Just how much liquidity a large back-up facility provides is open to question, of course. A company can always draw on its back-up credit lines if it can't sell the CP it needs, Colby notes, but that is something most companies prefer to avoid. "The rating agencies don't like it, and the banks will hold it against you the next time you have to renegotiate your facility. It's something you'd typically avoid doing," he explains.
Air Products has no interest in using the credit crunch to help strapped companies in its supply chain, Weigard says. "Our balance sheet is precious to us. We're not a bank, and we would avoid doing things like paying early because we have access to funds." If Air Products had to finance something like a major acquisition, it would probably arrange a bridge facility with its relationship banks and term out the money over time in the bond markets. Weigard is confident of access to bank financing as long as Air Products keeps its solid investment-grade credit rating.
While a credit crunch can certainly turn corporate borrowers and their credit bankers into adversaries, that's not the way to go, the experts agree. "Try to strengthen relationships," Coffee advises. "Look for all the ancillary business you can offer your banks" to sweeten the deal. Eastman Chemical's Watts looks for ways to further existing banking relationships. "In times like these," reports Watts, "with banks under so much pressure, we pay even more attention to how we allocate noncredit business to our banks and make sure we give each piece to the bank that would value it most and align the noncredit business we award with the credit support that bank is providing." Eastman has two bank revolvers, a $700 million domestic one with 15 banks and a $200 million euro-denominated one in Europe. JPMC and Citi are co-leads. Both have four to five years to go before maturity, and that is no accident. Air Products uses its $1.2 billion syndicated revolver to support an A1/P1 commercial paper that currently has $400 million outstanding.

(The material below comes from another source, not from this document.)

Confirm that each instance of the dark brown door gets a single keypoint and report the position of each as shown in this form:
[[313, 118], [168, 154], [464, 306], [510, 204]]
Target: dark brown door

Be sensitive to how you affect the capital pressures banks are grappling with, Coffee recommends. "Balance sheet capacity is definitely scarce," she observes. Many banks are having to raise new capital, shrink their balance sheets or both. An unfunded credit commitment requires less capital than a funded loan and is therefore easier for a bank to provide, she points out. And a 364-day commitment consumes less bank capital than a longer-term one. The queasy secondary market is forcing banks to hold onto loans they always intended to sell, swelling balance sheets and putting more pressure on bank capital ratios.
"More than ever, this is a time you want to have strong bank relationships to draw on," Colby concludes. "If you did well by your banks during good times, they'll probably stand by you."